The watchdog boss told the BEIS Select Committee that there needed to be a credible pathway to profit for energy suppliers.
He said: “It remains a concern to us around the long-term sustainability and attractiveness of this market.”
Ofgem has announced a raft of reforms to clean up the energy sector including fit and proper person tests and capital adequacy requirements, as it looks to clean up the industry and shift business models from a reliance on switching and growth pledges to sustainable profit-making.
Brearley explained to the Westminster committee he was looking to ensure suppliers would find the market attractive to invest in, while protecting customers from industry carnage and skyrocketing bills.
He said: “We will continue to do what we can in two ways. Both in terms of evolving the existing price cap to make sure it’s as flexible as possible, and as we build financial resilience of the sector it will become more compelling for investors to come into this market and make sure they can see a sustained profit not based on volatility in the market.”

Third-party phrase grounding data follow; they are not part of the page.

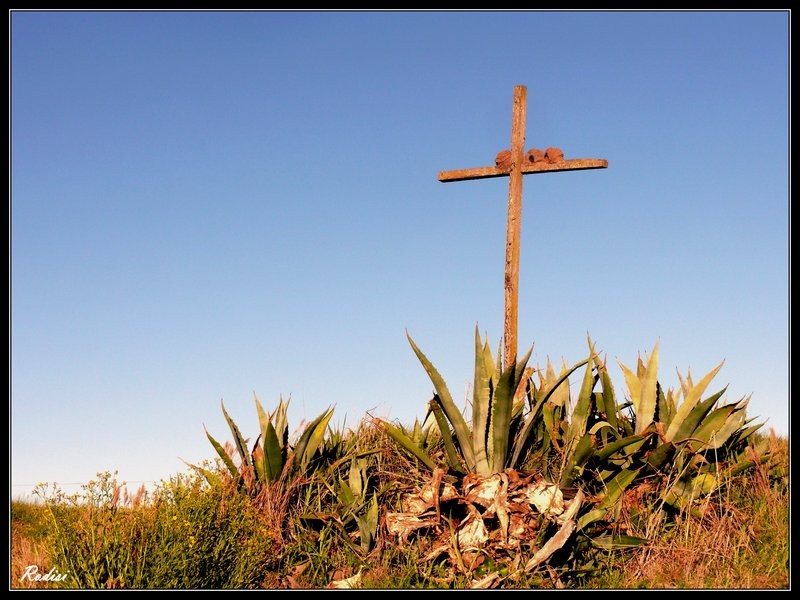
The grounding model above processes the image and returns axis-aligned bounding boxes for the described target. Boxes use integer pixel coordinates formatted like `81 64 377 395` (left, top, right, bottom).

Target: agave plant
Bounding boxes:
383 327 774 558
333 457 380 554
575 341 770 531
379 325 595 477
202 394 333 495
376 326 599 581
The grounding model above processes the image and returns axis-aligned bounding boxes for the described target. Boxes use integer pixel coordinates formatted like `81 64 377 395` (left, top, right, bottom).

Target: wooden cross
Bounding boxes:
438 85 607 368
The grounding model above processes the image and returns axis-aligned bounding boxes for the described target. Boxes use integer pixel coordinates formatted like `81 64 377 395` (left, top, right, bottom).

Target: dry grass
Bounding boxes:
591 432 789 589
10 500 53 589
10 531 51 589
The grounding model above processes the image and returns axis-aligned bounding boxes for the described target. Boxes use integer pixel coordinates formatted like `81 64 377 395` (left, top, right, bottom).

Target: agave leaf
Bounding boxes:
293 407 334 474
617 360 641 416
665 361 725 440
430 398 468 474
677 369 690 399
732 419 763 445
494 336 503 380
598 467 640 510
636 355 646 378
377 419 437 472
660 387 679 429
272 396 290 450
338 476 356 507
567 346 595 448
634 341 659 434
595 433 647 462
691 400 750 451
543 403 557 440
513 345 533 384
482 332 496 389
348 458 367 499
588 420 616 437
646 440 676 472
589 534 649 549
509 392 547 468
510 357 589 464
489 345 532 473
263 421 284 481
548 359 573 408
254 393 270 442
560 432 595 488
252 437 268 484
727 455 771 477
598 365 620 432
354 496 379 552
472 327 492 474
577 507 609 531
664 472 717 509
204 427 240 480
691 473 718 496
220 400 252 469
407 331 475 469
671 389 725 442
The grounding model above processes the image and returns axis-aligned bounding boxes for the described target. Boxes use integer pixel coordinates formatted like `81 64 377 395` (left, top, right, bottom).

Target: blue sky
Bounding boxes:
11 10 789 496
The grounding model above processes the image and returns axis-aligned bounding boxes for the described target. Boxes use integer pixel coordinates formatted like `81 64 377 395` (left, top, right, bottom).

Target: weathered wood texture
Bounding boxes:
437 85 607 367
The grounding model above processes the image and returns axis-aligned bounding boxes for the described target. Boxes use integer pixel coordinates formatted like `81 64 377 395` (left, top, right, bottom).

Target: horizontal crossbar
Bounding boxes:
438 158 608 182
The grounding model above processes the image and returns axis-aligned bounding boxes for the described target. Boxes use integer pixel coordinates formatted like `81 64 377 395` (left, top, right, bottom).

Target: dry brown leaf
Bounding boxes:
327 569 363 589
401 492 429 514
283 561 310 589
464 473 503 508
508 513 526 539
456 504 489 550
524 489 584 571
283 576 302 589
471 572 501 589
556 487 584 525
420 542 450 563
402 471 458 514
525 480 565 515
385 512 439 542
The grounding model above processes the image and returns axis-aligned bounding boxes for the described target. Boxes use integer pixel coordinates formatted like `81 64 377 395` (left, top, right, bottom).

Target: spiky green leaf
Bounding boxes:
567 347 595 448
472 327 492 474
665 361 725 440
595 433 647 462
430 398 467 474
220 400 251 469
589 534 649 549
577 508 609 531
293 407 334 474
599 365 619 432
560 432 595 487
489 345 532 473
510 358 589 467
204 427 239 480
598 467 640 510
377 419 437 472
407 331 475 469
639 342 660 433
646 441 675 472
671 389 725 442
263 421 284 481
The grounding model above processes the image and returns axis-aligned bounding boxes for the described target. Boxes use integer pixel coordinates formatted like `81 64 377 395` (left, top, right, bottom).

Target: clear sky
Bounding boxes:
10 10 789 496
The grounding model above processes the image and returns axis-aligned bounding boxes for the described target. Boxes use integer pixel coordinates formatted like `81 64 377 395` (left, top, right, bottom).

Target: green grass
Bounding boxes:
14 470 279 589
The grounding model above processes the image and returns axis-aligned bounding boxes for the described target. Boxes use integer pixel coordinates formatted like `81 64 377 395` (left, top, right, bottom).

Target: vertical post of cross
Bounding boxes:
437 85 607 370
503 85 527 368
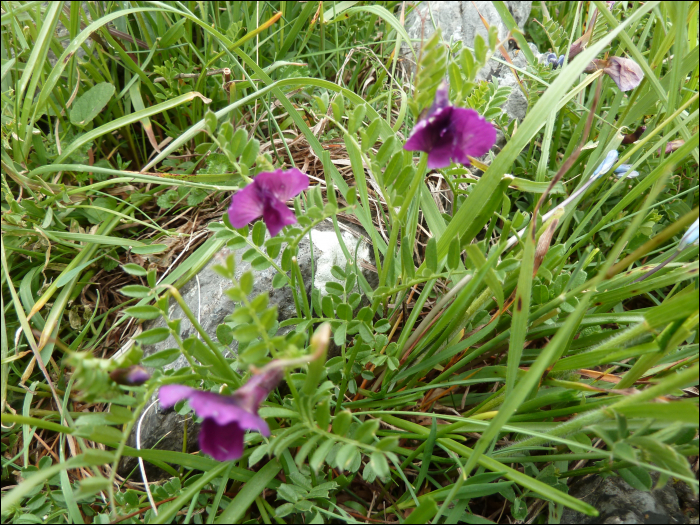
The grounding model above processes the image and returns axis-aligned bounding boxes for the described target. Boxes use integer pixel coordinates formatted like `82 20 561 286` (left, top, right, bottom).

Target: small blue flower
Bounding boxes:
592 150 619 179
613 164 639 178
679 219 699 251
545 53 565 70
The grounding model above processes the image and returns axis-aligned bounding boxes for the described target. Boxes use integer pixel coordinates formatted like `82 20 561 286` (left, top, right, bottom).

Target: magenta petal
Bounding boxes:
228 183 264 228
262 198 297 237
159 385 199 408
184 390 269 434
430 83 450 114
235 368 284 410
256 169 310 202
404 104 496 168
451 108 498 163
199 418 245 461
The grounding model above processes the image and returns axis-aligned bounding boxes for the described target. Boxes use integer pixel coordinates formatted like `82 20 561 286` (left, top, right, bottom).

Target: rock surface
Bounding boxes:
118 221 373 480
43 2 92 67
561 473 690 524
401 1 536 121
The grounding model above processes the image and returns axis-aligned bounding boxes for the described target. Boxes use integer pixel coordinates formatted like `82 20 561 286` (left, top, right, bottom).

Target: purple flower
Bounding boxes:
110 366 150 386
404 85 497 169
603 57 644 92
159 368 283 461
228 169 309 237
659 139 685 154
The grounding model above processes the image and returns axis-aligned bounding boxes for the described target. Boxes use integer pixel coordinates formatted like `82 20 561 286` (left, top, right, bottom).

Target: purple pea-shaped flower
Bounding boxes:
661 139 685 155
404 84 497 169
603 56 644 92
159 368 283 461
228 169 309 237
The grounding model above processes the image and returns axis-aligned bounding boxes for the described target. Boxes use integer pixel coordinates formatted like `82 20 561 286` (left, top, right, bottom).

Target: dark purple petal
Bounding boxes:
228 183 264 228
199 418 245 462
405 103 496 169
404 106 453 154
228 169 309 235
262 197 298 237
604 57 644 91
256 169 310 203
158 370 283 461
174 390 267 433
424 138 457 169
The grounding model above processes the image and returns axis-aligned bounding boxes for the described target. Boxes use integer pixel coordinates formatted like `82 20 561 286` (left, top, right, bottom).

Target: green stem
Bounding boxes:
162 285 240 386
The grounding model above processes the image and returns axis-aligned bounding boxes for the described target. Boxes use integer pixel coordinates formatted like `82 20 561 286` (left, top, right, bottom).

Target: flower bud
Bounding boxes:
109 365 150 386
622 125 646 144
603 57 644 92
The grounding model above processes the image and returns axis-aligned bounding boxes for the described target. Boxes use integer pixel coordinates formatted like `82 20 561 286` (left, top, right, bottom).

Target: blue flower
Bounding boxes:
591 150 619 179
613 164 639 179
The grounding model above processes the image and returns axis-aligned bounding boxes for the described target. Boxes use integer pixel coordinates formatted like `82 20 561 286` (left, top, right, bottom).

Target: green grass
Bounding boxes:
1 1 698 524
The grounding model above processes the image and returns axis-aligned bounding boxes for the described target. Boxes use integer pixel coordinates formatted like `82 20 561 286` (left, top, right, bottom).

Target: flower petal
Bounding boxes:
404 106 453 153
199 418 245 461
262 198 297 237
228 183 264 228
110 365 150 386
158 385 199 408
679 219 699 250
450 108 497 164
255 169 310 202
184 389 270 433
234 368 285 411
592 150 619 179
425 139 457 169
604 57 644 92
429 82 450 115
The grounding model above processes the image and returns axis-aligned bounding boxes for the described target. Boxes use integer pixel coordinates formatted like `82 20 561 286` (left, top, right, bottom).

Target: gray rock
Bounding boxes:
43 2 92 67
561 473 689 524
401 1 536 121
673 480 699 524
118 221 373 480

The energy price cap does not just constrain costs for energy usage, but also caps the level of profits an energy supplier can make to 1.9 per cent.

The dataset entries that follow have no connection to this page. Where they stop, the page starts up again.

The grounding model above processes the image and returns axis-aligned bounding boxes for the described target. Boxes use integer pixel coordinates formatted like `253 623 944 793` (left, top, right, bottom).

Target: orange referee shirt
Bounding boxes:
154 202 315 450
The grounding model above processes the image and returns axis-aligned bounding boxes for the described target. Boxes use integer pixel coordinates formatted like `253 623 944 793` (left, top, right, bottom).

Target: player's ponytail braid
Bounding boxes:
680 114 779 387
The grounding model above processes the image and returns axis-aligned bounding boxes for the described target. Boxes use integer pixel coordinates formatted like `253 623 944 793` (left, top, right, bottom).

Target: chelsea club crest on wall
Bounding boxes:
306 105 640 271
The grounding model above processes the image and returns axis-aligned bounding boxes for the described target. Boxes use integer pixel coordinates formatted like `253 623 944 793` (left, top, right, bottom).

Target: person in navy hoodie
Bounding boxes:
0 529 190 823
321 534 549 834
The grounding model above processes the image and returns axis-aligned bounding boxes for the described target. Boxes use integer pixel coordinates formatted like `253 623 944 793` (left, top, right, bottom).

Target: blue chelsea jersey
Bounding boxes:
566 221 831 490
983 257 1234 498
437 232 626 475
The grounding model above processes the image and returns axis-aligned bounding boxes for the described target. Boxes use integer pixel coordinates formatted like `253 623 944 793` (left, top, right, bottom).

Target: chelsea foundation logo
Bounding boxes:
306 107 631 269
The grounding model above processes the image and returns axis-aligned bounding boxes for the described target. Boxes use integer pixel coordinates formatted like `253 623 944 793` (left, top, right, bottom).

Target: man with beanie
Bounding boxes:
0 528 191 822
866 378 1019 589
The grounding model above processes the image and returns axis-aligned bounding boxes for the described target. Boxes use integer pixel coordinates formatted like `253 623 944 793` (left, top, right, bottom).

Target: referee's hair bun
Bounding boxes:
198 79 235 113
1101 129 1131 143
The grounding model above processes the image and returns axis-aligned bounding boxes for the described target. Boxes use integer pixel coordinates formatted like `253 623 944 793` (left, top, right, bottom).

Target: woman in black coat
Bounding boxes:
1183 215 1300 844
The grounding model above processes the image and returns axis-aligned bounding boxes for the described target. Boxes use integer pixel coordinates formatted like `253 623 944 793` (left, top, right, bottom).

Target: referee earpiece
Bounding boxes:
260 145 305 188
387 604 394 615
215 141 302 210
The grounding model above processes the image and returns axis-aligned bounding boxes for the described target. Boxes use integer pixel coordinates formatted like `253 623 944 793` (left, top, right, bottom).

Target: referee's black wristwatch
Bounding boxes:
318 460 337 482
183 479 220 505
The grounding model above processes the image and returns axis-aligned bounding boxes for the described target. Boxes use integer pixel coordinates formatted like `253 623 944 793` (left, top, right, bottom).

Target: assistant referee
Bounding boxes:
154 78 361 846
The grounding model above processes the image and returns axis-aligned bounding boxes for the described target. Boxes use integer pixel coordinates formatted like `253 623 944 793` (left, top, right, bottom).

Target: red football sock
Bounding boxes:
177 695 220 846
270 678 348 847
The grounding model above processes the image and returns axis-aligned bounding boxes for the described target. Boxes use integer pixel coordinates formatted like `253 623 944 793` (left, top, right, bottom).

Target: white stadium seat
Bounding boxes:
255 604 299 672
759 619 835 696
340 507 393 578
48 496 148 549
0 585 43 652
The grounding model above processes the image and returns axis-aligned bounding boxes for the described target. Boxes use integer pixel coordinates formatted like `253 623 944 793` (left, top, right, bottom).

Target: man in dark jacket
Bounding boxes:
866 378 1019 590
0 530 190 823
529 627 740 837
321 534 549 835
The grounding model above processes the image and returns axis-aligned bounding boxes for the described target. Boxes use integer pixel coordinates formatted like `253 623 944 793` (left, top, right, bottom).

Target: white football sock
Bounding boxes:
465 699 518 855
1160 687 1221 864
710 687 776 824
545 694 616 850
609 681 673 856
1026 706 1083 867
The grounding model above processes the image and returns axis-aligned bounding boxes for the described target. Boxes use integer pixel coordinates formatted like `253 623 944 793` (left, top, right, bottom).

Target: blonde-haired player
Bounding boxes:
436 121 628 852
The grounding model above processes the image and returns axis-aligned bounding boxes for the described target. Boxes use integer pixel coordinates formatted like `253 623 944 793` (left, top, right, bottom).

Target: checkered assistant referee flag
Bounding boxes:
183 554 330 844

Unlike energy producers, which have raked in record profits over the past 12-18 months, energy suppliers operate in a highly regulated environment and have suffered losses amid the industry crisis.
Even Centrica, which has recently predicted a near eight-fold increase in its full-year profits, expects British Gas will struggle to break even.

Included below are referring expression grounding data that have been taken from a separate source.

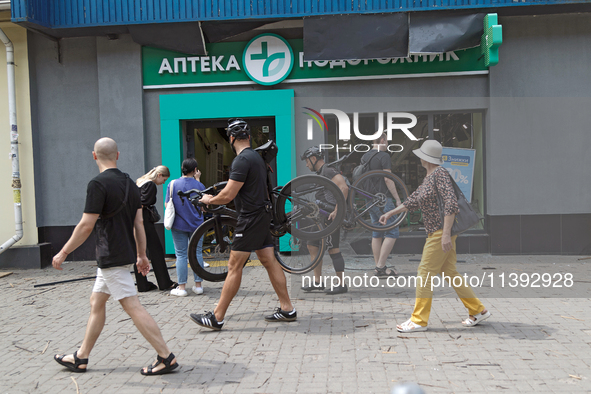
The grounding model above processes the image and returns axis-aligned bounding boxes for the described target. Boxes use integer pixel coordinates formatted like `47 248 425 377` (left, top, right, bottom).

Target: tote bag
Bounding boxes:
435 171 482 236
163 180 176 230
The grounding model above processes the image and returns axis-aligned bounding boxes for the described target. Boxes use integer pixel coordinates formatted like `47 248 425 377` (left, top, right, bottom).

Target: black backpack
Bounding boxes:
351 151 379 183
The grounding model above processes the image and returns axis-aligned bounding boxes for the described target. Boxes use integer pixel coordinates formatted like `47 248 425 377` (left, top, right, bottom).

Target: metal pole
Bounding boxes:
0 28 23 254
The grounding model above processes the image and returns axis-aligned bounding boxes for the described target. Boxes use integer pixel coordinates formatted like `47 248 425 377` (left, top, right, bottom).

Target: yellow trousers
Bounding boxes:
411 230 485 326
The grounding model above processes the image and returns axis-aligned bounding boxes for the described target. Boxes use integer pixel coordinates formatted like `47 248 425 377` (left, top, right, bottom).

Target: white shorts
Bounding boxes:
92 265 137 301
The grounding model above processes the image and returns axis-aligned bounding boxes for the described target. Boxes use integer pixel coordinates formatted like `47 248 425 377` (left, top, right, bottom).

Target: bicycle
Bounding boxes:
345 169 409 231
326 152 409 232
286 154 410 274
177 140 346 281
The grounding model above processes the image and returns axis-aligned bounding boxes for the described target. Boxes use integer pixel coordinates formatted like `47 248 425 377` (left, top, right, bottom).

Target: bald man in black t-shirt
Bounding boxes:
52 138 178 376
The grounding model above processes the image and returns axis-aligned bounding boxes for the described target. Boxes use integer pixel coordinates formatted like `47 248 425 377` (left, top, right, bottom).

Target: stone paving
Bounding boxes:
1 254 590 393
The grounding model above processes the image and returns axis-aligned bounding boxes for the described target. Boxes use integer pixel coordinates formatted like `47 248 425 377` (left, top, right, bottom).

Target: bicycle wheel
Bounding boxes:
188 216 237 282
275 174 346 241
349 170 409 231
274 218 327 274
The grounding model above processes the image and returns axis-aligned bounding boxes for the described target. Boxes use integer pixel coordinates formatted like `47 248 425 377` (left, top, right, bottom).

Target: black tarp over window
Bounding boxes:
304 13 485 61
303 14 409 61
409 13 485 53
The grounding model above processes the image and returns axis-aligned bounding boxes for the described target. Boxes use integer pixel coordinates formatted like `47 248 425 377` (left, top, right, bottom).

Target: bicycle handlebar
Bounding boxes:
177 181 228 212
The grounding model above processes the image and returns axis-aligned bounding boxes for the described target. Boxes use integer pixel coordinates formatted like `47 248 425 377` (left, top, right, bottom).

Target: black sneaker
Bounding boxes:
264 307 297 322
189 311 224 331
324 285 348 295
301 282 325 292
374 266 398 278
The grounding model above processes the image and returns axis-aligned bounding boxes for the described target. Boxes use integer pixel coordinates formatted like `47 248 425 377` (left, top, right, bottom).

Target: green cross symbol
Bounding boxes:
250 41 286 77
480 13 503 67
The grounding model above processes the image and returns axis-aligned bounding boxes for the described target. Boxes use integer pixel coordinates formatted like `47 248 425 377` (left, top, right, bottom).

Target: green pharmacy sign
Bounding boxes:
242 34 294 85
142 34 491 89
481 13 503 67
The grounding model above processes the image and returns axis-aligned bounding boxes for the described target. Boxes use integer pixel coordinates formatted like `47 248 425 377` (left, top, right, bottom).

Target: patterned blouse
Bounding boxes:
402 166 459 234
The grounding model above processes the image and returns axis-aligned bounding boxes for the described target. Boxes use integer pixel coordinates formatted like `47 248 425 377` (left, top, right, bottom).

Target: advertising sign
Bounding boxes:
142 34 488 89
242 34 294 85
441 147 476 203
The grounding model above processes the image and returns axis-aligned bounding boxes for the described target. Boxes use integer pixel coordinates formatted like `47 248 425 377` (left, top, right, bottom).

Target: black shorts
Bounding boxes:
232 210 274 252
307 228 340 250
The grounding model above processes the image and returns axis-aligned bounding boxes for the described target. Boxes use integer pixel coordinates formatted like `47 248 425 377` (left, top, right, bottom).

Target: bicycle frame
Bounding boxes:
178 186 238 255
324 153 407 231
265 165 334 238
344 183 385 226
208 208 236 254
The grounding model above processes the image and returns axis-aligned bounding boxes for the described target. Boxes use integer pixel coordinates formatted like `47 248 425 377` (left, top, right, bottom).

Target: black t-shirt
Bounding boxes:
229 148 268 216
315 164 341 205
139 181 157 206
139 180 159 222
361 150 391 195
363 150 391 171
84 168 142 268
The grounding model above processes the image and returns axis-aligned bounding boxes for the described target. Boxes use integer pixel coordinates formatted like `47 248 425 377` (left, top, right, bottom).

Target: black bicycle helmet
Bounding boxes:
226 118 250 139
300 146 322 161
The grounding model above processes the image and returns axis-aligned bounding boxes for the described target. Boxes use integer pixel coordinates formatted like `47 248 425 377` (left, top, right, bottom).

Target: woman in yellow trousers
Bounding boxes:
380 140 490 333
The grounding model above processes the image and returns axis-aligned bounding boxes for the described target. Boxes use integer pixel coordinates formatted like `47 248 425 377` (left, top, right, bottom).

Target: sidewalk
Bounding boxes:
1 254 590 393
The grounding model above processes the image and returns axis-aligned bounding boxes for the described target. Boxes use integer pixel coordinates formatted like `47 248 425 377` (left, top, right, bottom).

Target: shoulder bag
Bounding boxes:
145 205 161 223
434 169 482 236
351 150 380 183
163 180 176 230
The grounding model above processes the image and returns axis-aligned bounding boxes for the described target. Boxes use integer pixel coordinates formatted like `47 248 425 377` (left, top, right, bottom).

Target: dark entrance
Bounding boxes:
184 117 277 187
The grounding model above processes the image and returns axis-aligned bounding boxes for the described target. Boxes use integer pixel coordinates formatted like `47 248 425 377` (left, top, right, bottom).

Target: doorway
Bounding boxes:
159 89 294 254
184 117 277 187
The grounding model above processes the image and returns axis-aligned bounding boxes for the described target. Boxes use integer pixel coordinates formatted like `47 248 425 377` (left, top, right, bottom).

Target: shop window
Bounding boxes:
322 111 484 234
433 113 473 149
391 115 429 194
434 112 484 230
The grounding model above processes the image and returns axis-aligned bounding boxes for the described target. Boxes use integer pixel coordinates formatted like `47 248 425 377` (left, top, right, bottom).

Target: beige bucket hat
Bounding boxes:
412 140 444 165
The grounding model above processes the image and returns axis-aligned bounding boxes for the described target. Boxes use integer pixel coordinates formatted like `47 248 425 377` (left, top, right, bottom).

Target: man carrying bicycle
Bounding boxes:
300 146 349 295
190 119 296 330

Brearley’s comments were in response to questions from committee chair Darren Jones about Shell’s long-term future in the home retail market.
The energy giant announced last week it has launched a strategic review of its retail operations in the UK, Germany and Netherlands.
The home supplier business, Shell Energy, is a loss-making enterprise for the company, reflecting the industry landscape at large, where 30 suppliers have collapsed amid tough market conditions and insufficient hedging.
It is home to 1.4m household customers in the UK, making the energy firm’s possible exit a significant blow to the market.
The London-listed fossil fuel giant confirmed to City A.M. the review is in line with its ‘Powering Progress’ strategy, which focuses on maximising value for shareholders – and refused to rule out a sale of the business.